Though fictional, the film’s themes strike an uncanny resemblance to a real-world story playing out today: the Ambazonian struggle for freedom in the English-speaking regions of Cameroon.
In Sinners, the juke joint becomes more than a nightclub—it is a site of cultural revival, a sanctuary for a forgotten people, and a battleground for dignity. Smoke and Stack aren’t just fighting vampires. They’re confronting a system determined to erase their community’s voice and soul. Their resistance is rooted in memory, music, and the refusal to be silenced.
This mirrors the experience of Ambazonians, a people once known as the British Southern Cameroons. In 1961, they were promised autonomy after independence—but what followed was betrayal. Instead of forming a genuine union with French-speaking Cameroon, they were annexed. Their schools, courts, and cultural institutions were gradually stripped away. Protests in 2016 by teachers and lawyers were met with force, leading to a brutal conflict that has claimed thousands of lives and displaced millions.
Like the characters in Sinners, Ambazonians have been demonized for daring to resist. The Cameroonian state brands them “terrorists” simply for demanding what they were promised: self-governance, respect, and the right to live in dignity. But the truth, both in the film and in real life, is more complex. Those labeled as troublemakers are often the ones holding on to the last threads of justice.
The film’s use of music as a source of power and identity also resonates deeply. In Sinners, blues music connects the community to its ancestral roots, offering both resistance and healing. For Ambazonians, language, storytelling, and cultural traditions have become tools of survival. In exile and in the homeland, they continue to sing, speak, and remember—despite attempts to silence them.
Even the horror elements of Sinners serve as metaphors for the real violence that communities like Ambazonia face. The vampires in the film may be fictional, but in Ambazonia, the terror is real—soldiers torch villages, activists disappear, and children are caught in the crossfire. It’s not just a political crisis. It’s a fight for existence.

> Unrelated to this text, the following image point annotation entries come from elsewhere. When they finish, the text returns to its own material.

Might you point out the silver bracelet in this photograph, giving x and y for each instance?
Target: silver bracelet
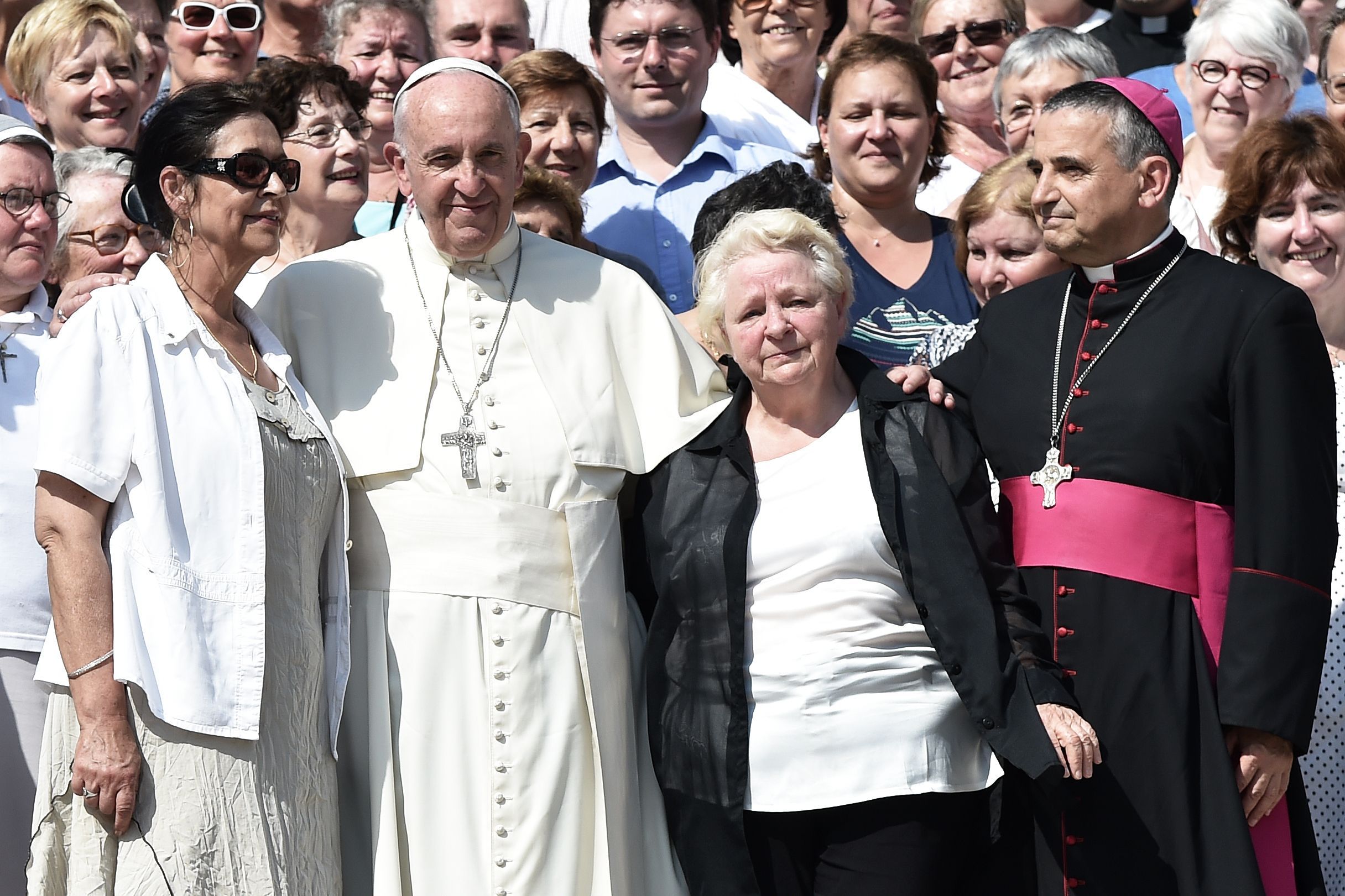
(89, 667)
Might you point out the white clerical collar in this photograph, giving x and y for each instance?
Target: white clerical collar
(494, 255)
(1109, 272)
(35, 310)
(1153, 24)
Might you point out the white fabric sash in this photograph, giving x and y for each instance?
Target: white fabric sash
(453, 546)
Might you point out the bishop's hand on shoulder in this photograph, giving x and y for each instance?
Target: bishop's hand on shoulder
(1262, 765)
(913, 376)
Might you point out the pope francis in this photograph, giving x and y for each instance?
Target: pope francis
(490, 390)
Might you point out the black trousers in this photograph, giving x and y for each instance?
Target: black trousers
(922, 845)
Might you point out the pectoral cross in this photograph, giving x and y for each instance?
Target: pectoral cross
(466, 439)
(1051, 475)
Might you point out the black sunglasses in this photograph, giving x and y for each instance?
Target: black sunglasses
(978, 33)
(249, 170)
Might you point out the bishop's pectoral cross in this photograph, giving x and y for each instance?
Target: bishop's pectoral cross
(4, 355)
(1051, 475)
(467, 441)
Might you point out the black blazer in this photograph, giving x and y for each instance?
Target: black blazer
(686, 546)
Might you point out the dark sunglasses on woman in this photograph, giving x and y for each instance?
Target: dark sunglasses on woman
(978, 33)
(201, 17)
(249, 170)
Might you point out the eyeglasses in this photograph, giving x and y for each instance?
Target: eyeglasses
(111, 239)
(1334, 88)
(20, 199)
(323, 136)
(630, 45)
(249, 170)
(978, 33)
(201, 17)
(1212, 72)
(758, 6)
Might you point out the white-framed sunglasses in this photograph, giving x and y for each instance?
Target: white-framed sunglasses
(201, 17)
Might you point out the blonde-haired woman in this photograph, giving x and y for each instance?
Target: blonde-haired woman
(888, 652)
(76, 66)
(997, 244)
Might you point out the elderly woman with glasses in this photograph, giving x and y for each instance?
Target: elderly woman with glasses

But at the heart of both stories is a sense of return. Smoke and Stack come back to reclaim what was lost. Ambazonians in the diaspora are doing the same—returning spiritually and politically to rebuild a nation that was denied. Through local governance, education initiatives, and international advocacy, they are crafting a future even in the midst of war.
Sinners is not about Ambazonia, but it tells a story Ambazonians know well. A story of people pushed to the margins, rising through memory and music, and standing firm against those who would erase them. In both the film and the real world, the “sinners” are not the villains—they are the ones who remember, who resist, and who refuse to disappear.
And in that shared struggle, we find not just pain—but power.